I miei 15anni passati con Oscar
Era il quattrodici febbraio del 2002. Brooklyn
puzzava ancora di morte e si viveva con il terrore costante di altri attentati.
Dan aveva da poco perso il lavoro. Io invece avevo iniziato l’università, che
frequentavo la sera o durante il fine settimana perché durante il giorno stavo
dietro a Luca e a Sofia, che avevano 5 e 2 anni.
Dopo colazione faccio a Dan: “Andiamo
a fare un giro al negozio di animale sulla avenue M? Puppy City…”. Era da quando avevo 12 anni che desideravo un
cane, e pensai che invece di implorare Dan senza pudore, forse avrei avuto
più fortuna se davanti a lui ci fossero dei cuccioli di cane.

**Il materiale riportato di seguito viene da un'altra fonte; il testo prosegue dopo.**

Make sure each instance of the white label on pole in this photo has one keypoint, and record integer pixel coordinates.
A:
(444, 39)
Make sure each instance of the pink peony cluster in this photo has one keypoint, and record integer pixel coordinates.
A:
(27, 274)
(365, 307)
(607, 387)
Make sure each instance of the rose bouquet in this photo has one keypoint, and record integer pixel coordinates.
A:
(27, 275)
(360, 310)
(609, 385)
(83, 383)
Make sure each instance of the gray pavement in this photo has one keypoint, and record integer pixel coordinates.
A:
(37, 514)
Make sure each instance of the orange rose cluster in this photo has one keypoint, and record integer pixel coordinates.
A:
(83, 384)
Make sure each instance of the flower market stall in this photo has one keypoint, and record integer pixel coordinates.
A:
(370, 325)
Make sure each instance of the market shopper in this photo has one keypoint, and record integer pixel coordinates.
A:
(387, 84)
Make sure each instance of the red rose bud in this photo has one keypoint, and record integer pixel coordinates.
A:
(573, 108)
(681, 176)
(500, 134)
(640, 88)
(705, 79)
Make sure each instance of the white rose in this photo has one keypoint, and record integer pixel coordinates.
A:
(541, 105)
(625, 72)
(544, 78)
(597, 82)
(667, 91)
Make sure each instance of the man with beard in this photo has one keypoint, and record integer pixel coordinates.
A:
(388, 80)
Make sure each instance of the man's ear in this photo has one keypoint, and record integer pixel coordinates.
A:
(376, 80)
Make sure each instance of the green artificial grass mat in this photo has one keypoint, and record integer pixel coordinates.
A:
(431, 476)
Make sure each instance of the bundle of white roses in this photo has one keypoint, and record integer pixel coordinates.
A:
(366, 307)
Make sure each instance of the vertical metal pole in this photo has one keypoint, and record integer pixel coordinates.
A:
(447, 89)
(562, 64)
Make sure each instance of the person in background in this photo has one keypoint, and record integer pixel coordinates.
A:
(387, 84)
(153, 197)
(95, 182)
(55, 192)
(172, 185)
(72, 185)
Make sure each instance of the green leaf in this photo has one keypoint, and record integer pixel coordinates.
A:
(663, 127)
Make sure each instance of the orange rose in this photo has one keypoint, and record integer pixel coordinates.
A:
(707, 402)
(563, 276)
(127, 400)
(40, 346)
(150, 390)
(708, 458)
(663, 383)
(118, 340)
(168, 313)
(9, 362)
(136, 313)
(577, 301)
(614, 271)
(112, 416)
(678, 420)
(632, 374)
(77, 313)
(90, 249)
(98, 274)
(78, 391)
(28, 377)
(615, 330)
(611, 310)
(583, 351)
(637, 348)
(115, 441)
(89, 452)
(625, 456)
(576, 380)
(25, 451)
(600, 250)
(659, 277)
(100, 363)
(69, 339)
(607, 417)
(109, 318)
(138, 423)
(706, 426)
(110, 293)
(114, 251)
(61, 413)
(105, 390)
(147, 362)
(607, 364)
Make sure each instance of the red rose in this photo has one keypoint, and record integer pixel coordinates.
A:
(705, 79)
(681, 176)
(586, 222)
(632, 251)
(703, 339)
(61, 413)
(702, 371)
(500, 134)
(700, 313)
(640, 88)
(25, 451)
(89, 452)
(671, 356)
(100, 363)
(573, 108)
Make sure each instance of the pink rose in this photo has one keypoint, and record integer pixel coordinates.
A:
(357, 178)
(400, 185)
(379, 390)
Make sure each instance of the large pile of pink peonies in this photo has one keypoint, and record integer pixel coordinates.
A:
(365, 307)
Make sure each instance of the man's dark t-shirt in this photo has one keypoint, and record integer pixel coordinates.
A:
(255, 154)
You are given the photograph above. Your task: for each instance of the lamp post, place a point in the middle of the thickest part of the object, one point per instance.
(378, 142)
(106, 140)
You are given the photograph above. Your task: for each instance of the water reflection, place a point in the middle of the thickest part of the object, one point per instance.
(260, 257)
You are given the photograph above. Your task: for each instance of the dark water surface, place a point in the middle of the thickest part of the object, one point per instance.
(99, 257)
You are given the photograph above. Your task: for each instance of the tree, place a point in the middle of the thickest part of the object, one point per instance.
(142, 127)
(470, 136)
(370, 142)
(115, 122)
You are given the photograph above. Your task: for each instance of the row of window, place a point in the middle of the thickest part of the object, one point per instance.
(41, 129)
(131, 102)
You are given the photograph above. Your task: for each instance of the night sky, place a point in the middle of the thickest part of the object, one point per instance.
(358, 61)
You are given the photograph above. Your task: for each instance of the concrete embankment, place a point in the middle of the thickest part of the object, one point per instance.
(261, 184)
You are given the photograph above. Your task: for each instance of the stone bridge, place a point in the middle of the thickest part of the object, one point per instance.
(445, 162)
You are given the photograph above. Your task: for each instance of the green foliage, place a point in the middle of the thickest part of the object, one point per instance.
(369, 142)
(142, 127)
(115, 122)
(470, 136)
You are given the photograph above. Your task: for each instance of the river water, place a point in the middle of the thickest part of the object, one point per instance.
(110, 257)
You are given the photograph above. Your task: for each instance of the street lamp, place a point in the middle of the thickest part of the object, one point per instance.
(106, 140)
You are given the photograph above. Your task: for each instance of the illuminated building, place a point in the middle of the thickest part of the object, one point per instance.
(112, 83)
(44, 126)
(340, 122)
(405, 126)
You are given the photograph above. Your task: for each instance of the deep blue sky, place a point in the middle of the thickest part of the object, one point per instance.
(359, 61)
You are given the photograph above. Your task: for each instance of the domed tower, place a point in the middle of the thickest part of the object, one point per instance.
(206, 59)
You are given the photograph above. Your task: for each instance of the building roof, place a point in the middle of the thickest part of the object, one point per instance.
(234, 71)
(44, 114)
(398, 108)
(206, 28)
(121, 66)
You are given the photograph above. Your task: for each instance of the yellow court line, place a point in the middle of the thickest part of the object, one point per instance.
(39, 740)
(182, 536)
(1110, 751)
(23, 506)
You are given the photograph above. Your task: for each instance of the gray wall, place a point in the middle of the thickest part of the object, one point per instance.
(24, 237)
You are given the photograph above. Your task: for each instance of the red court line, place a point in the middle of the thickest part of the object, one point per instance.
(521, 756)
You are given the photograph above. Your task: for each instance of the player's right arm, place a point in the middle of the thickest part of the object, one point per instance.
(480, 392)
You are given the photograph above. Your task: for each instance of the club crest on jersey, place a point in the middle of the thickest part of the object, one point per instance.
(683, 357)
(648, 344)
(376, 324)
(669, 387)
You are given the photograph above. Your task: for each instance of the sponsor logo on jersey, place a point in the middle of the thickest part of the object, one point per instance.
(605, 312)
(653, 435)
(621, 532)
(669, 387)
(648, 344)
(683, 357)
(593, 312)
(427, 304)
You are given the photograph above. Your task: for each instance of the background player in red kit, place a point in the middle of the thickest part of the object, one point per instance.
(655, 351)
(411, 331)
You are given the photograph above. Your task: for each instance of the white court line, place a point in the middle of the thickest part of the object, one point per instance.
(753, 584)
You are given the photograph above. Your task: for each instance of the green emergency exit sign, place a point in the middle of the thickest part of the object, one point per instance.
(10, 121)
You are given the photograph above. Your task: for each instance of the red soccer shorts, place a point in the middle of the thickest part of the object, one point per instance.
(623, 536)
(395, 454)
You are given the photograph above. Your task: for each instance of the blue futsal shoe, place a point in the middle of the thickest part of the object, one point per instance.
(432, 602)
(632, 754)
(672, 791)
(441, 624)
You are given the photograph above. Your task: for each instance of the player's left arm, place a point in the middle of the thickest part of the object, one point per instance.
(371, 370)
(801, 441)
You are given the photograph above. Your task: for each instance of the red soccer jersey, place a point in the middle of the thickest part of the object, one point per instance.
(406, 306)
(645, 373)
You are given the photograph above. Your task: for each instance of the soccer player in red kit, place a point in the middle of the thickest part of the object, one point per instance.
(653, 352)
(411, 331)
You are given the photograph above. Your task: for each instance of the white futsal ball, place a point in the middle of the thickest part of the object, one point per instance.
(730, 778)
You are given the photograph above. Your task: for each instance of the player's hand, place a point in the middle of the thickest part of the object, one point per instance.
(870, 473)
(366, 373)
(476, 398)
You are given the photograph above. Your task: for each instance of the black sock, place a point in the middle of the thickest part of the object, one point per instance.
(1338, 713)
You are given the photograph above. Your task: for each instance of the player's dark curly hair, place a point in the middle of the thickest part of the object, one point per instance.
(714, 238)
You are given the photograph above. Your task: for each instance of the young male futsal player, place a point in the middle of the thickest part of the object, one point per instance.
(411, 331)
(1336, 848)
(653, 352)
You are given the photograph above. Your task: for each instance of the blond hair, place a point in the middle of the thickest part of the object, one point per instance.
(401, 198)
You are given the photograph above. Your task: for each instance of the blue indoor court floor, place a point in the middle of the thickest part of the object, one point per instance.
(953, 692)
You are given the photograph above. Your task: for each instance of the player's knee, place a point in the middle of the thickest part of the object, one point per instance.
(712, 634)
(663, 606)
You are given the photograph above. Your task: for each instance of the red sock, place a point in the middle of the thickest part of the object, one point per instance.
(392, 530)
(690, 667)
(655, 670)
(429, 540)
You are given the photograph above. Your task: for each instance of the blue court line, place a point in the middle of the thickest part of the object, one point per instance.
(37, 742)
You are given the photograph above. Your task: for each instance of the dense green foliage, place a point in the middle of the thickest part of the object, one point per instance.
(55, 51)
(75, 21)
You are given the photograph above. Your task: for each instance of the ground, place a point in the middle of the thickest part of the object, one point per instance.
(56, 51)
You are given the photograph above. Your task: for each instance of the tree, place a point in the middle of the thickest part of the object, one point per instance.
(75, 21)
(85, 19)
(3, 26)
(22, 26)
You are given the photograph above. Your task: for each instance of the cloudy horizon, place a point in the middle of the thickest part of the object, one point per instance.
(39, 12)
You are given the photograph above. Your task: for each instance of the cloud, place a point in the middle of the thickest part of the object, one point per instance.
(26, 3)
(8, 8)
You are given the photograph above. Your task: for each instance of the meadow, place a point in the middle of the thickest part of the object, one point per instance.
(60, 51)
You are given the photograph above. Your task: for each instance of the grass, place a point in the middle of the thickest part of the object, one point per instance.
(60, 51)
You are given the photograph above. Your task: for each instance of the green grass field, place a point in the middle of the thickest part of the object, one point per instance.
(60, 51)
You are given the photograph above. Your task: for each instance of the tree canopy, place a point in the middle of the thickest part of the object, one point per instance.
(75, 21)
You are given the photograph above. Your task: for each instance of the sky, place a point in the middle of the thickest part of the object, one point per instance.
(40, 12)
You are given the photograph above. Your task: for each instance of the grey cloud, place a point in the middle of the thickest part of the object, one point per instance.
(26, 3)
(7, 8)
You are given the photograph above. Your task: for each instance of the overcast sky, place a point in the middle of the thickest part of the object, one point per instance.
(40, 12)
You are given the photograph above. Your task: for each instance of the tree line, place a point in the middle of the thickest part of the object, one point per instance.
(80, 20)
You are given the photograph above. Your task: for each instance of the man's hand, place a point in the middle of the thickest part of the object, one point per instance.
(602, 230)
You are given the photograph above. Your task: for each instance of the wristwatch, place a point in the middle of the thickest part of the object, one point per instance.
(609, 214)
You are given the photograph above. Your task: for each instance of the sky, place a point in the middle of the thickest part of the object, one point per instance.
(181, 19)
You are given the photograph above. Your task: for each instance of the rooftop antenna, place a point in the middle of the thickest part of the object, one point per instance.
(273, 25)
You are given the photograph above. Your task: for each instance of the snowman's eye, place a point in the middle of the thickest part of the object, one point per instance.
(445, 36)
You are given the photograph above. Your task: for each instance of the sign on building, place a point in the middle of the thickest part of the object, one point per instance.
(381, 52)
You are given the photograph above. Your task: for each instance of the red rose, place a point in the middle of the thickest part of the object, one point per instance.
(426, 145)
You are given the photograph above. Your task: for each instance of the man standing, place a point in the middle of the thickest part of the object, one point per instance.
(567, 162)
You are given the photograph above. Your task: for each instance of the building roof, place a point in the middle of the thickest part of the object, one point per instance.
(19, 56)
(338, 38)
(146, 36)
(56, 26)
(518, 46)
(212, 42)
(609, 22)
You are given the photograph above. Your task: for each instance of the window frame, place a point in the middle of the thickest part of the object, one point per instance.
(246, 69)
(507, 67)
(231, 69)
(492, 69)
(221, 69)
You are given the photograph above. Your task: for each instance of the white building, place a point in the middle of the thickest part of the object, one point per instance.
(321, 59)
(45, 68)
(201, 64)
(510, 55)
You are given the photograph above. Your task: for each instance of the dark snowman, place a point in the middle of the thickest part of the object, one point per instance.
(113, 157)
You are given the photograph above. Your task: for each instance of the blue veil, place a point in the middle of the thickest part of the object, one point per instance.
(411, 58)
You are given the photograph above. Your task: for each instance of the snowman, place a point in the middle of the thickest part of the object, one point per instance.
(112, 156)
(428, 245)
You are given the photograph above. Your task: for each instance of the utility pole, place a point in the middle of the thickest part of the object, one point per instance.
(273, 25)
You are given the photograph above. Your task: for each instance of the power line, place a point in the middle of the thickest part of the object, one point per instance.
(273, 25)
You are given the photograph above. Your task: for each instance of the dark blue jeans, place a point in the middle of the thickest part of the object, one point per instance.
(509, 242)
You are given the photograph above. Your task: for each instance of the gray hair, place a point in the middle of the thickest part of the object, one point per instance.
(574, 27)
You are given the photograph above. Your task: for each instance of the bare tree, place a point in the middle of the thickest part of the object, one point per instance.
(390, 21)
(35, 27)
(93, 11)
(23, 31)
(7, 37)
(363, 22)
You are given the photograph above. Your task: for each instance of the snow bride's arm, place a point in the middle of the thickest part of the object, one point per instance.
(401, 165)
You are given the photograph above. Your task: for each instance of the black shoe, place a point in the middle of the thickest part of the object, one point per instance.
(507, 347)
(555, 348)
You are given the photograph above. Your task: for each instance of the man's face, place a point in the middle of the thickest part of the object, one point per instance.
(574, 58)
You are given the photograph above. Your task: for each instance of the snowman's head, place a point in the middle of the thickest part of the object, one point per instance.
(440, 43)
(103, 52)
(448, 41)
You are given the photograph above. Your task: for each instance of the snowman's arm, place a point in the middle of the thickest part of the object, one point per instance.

Dan, distrattamente,
rispose, perché no? Portammo Sofia al nido e salimmo in macchina.
Il negozio, all’angolo con Ocean Avenue, era
stretto e lungo, e attorno alle pareti c’erano centinaia di gabbie piccole con
dentro cuccioli di tutte le razze, che piangevano. Entrammo e il commesso, che
abbiamo scoperto chiamarsi Oscar, sembrava contento di avere finalmente dei
clienti. “Siamo qui solo per vedere”, dissi io mentendo anche a lui. Ci portò
davanti a una delle gabbie, la aprì e dentro c’erano due cuccioli di golden retriever
di tre mesi. Ne prese uno e me lo mise in braccio. Tremava, il cucciolo, aveva
paura, e mi guardava con due occhi così. L’altro invece era rimasto nella
gabbia, e mi guardava anche lui spaesato e terrorizzato. “Questo è in saldo
perché sta già diventando grandino. Facciamo 500 dollari e ve lo portate a casa”.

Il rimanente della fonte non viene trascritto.